FNB CEO Harry Kellan Steps Down After Two Years, With Lytania Johnson Taking the Helm
FNB CEO Harry Kellan is stepping down after just two years at the helm, with Lytania Johnson appointed as his successor as part of a wider restructure inside FirstRand. The change is set to take effect on 1 April, following regulatory approval, according to the group.
Kellan, who joined the FirstRand group 22 years ago, will move into early retirement at the end of 2026. He previously served as the group’s CFO for a decade before taking over as CEO of FNB in April 2024.
While the leadership transition marks a quick turnaround for a CEO role, FirstRand framed it as a planned step aligned with a new direction for how FNB is organised. Johnson’s appointment also comes with a reshaping of the bank’s internal structure, aimed at improving how teams serve different customer groups.
FNB CEO Harry Kellan steps down
Alongside the CEO change, FirstRand said FNB will simplify its operating model. For years, the bank has worked around a retail-and-commercial setup with several sub-segments under it. However, the group suggested that the sub-segments have grown in number and size to the point where simplification is now necessary.
In the new arrangement, FNB’s overarching retail and commercial design will be replaced by three main units. This is intended to make decision-making faster and sharpen focus for customer needs that differ across income levels, business sizes, and wealth tiers.

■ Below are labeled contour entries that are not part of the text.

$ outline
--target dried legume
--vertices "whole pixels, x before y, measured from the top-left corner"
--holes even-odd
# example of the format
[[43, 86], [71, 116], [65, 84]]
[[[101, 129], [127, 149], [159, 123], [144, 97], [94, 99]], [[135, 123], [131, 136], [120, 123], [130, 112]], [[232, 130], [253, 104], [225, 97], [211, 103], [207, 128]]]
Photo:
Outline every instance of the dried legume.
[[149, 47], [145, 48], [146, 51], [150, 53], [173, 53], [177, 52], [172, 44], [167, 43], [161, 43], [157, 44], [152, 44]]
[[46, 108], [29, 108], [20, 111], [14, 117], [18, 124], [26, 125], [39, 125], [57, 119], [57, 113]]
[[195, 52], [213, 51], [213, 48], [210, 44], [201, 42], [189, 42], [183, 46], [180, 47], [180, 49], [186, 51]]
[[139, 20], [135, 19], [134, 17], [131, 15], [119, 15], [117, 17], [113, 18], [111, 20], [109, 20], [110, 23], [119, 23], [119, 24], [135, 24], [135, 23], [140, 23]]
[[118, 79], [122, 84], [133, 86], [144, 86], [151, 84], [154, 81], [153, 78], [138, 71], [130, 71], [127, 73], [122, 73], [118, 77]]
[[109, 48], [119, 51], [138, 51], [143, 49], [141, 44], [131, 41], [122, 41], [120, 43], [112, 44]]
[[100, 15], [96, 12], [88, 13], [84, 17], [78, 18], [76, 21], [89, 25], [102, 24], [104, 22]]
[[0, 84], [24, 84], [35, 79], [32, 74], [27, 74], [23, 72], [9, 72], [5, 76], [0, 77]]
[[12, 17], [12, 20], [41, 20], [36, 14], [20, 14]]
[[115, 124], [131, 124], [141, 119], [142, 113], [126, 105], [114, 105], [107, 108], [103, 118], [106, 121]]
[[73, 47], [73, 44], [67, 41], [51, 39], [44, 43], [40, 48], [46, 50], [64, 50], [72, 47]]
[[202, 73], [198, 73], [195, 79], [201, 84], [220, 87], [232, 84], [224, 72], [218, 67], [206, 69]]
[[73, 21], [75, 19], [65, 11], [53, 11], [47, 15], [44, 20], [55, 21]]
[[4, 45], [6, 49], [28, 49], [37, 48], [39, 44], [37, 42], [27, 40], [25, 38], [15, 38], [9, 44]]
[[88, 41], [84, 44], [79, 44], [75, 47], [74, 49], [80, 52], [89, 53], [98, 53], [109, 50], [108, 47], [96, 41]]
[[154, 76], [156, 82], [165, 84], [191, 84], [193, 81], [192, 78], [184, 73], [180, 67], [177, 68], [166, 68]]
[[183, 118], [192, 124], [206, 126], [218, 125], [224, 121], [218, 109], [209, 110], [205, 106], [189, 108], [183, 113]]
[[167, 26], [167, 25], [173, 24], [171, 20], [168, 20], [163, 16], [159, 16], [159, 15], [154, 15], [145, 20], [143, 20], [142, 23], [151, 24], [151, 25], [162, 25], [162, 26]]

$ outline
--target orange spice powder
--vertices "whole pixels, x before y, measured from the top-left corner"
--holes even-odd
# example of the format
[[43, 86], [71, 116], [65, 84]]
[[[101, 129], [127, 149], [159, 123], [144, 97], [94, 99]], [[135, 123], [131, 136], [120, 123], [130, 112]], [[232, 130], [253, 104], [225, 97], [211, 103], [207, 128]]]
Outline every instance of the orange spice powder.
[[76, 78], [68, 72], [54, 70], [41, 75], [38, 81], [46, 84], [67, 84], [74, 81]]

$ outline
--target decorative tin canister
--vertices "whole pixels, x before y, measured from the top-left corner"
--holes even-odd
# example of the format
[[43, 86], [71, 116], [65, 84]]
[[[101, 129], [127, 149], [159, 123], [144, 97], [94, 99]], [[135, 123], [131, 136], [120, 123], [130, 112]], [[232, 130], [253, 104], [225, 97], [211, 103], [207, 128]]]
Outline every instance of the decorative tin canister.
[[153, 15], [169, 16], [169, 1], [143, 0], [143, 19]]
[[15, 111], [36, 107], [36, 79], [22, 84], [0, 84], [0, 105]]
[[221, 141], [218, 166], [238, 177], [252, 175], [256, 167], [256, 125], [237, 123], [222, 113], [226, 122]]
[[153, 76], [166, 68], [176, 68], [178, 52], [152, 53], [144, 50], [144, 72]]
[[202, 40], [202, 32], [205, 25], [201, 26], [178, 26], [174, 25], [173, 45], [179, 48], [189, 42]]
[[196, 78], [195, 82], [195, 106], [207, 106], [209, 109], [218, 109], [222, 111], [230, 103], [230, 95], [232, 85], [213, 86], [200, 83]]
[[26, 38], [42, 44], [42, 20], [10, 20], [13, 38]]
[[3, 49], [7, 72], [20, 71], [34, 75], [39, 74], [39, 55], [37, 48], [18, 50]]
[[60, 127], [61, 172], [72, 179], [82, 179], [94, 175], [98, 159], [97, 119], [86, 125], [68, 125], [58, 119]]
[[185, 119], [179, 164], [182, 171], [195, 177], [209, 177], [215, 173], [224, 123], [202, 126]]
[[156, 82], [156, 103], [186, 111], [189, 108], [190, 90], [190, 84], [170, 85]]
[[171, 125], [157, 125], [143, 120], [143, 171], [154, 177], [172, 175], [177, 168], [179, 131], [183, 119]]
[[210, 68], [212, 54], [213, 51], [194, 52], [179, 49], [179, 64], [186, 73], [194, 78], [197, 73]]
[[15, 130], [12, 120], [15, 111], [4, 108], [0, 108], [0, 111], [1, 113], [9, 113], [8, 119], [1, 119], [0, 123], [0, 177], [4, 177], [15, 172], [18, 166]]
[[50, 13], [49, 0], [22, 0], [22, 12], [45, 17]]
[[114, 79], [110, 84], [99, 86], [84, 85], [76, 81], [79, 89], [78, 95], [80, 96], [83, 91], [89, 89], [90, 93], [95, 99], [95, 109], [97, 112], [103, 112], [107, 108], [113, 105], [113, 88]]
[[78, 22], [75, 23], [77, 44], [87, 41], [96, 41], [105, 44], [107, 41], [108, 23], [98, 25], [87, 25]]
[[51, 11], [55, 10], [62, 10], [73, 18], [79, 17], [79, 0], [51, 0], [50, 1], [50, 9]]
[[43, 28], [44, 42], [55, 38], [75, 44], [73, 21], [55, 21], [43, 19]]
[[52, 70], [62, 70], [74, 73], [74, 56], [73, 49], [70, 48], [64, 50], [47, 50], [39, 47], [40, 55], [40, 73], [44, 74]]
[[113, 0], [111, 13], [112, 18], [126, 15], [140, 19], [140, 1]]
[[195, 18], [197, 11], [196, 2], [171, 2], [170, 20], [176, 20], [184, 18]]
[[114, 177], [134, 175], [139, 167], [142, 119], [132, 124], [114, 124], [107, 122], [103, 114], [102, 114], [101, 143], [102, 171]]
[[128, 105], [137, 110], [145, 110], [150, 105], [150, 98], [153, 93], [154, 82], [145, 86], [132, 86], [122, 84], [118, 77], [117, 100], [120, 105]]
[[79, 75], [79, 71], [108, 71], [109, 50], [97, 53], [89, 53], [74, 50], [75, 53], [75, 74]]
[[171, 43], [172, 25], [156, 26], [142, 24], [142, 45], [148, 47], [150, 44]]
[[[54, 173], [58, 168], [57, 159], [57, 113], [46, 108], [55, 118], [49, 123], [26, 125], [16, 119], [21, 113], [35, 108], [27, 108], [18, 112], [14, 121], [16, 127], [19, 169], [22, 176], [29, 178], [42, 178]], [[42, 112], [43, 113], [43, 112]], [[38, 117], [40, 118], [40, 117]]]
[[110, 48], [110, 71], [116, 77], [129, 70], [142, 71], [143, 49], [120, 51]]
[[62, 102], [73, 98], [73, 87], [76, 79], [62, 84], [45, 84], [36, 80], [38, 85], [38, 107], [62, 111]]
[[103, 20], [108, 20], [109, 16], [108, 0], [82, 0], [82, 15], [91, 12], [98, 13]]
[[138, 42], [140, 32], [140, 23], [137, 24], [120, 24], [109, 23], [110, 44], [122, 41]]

Under the restructuring, RBB (retail and business banking) will be led by Johnson. She will oversee services for entry-level to middle-income individuals, as well as small and medium-sized enterprises (SMEs), bringing together personal banking and business banking under one roof.
A second unit will be dedicated to private banking and wealth management, which will remain under Sizwe Nxedlana. Nxedlana has led the wealth and private banking segment since 2023, and FirstRand indicated continuity for this business line.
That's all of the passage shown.